I think she's smarter than this.
Oddly enough I think the same thing about religion all the time. Where - by the way - people believe claims much, much, much more extraordinary with far, far, far, far less proof. So, its' OK to try to butter me up and get me to somehow believe that GOD - the lord high maker and ruler of the entire universe through all time and space - came to earth, as a human, showed up in a backwash, continually troubled province of the Roman Empire back 'bout 2,000 years ago now, where he was executed as a common criminal after enjoying his earth-bound life as a carpenter. And that's OK, because if he was not executed I'd still suffer from original sin and be punished with eternal hell fire (mostly for masturbating and having sex) because some girl ate some apple or something, and by dying in a most horrible way we were freed from sin forever, but not from the need to masturbate. Which apparently you still shouldn't do, and can still get sent to hell for.
And you want me to believe that, but entertaining the notion that the government of the United States participated in some huge hoax* (we're still holding the weekly "Republican Primary" debates aren't we? 7 people who should never be President pretending to run for the office?) while lying like a rug (yeah, no basis to ever think that) just to score a PR coup is somehow beyond the bounds of reason.
Yeah. About that...
There is nothing amazing in most conspiracy theories, indeed they often offer an explanation that seems much easier on the surface to believe than the commonly accepted facts: in this case that the same nation that created the Tea Party and seeming fights against science at every turn, particularly in the educational system, could have ever done anything as scientifically-based as put a man on the moon. It's much easier, more convenient, far more apparent (and a hella lot cheaper too), and far easier to control if we just did it on TV (we are the TVNation after all) and just try to pass it off as fact, which was not that hard as most people were already believing that.

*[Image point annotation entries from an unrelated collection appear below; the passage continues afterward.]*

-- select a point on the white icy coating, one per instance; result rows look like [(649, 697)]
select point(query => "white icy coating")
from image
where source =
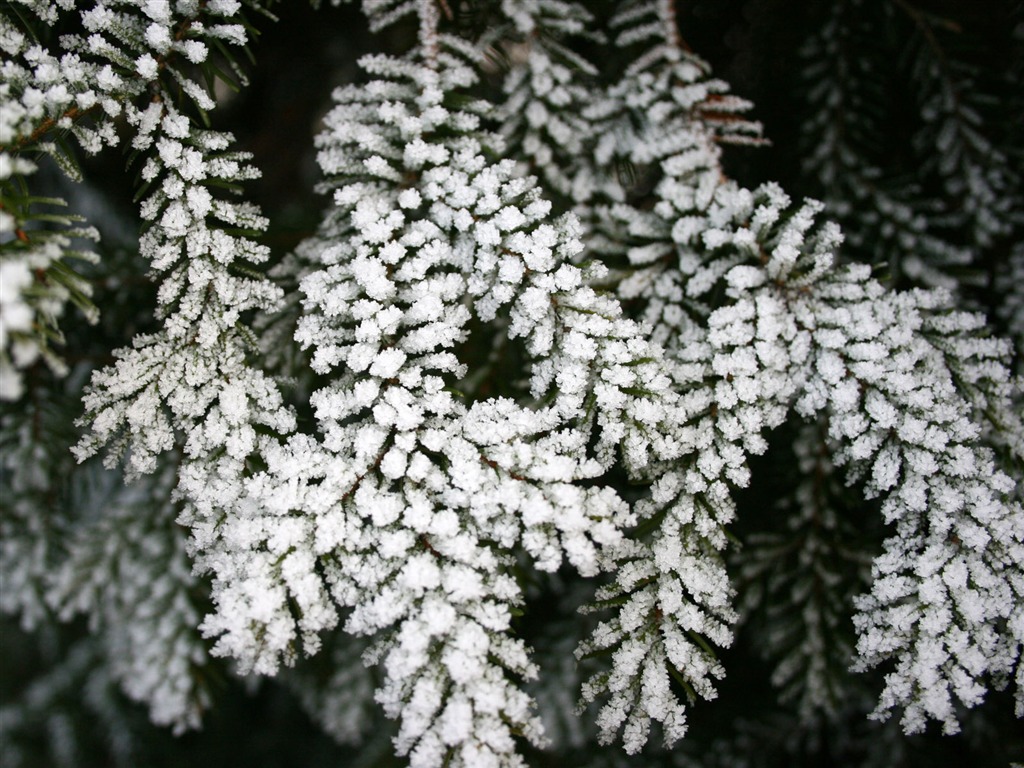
[(407, 505), (399, 513)]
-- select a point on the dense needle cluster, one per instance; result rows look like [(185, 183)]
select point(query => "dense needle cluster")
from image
[(546, 334)]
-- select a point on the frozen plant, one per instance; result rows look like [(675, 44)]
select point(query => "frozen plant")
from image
[(535, 348)]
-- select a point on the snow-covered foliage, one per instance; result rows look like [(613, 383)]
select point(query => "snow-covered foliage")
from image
[(538, 329)]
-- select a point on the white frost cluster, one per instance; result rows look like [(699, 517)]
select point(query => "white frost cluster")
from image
[(401, 514), (407, 507)]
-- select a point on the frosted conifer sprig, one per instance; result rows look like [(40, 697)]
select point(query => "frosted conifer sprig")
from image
[(705, 240), (815, 554), (198, 242), (145, 619), (547, 92), (434, 496)]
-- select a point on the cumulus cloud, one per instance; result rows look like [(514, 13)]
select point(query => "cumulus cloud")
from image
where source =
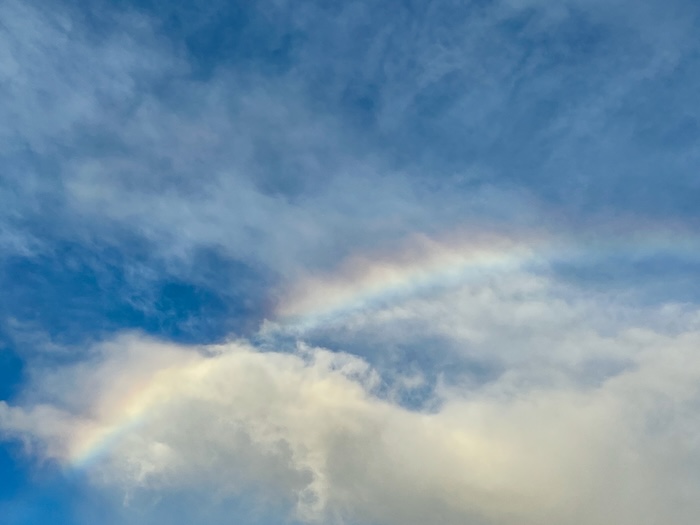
[(313, 428)]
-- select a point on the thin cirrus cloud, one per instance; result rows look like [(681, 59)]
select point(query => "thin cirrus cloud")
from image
[(453, 242)]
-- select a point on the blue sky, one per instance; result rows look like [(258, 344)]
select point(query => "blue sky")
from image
[(342, 262)]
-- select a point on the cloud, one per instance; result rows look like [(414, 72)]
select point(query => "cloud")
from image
[(313, 428)]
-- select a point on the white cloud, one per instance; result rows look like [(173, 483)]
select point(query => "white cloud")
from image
[(310, 428)]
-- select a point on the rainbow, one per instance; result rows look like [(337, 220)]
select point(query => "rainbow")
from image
[(422, 264), (425, 264), (129, 413)]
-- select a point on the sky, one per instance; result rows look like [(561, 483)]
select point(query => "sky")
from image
[(349, 263)]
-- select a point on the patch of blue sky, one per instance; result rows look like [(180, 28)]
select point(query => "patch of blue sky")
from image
[(587, 112)]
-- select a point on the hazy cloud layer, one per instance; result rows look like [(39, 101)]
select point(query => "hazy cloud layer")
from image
[(452, 246)]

Wehrner became member of the Schuts Staffel as Sturmbahnfurher purely to get funding for his research.
No excuse.
* - not to put too fine a point on it, but this December 24, at some point in the evening (most likely chosen to be the right time in the Eastern Time Zone) NORAD, the US's first-line defense against rocket-based nuclear war, will announce they have spotted Santa Claus. I love this moment in the holidays more than any other moment. Really. I do.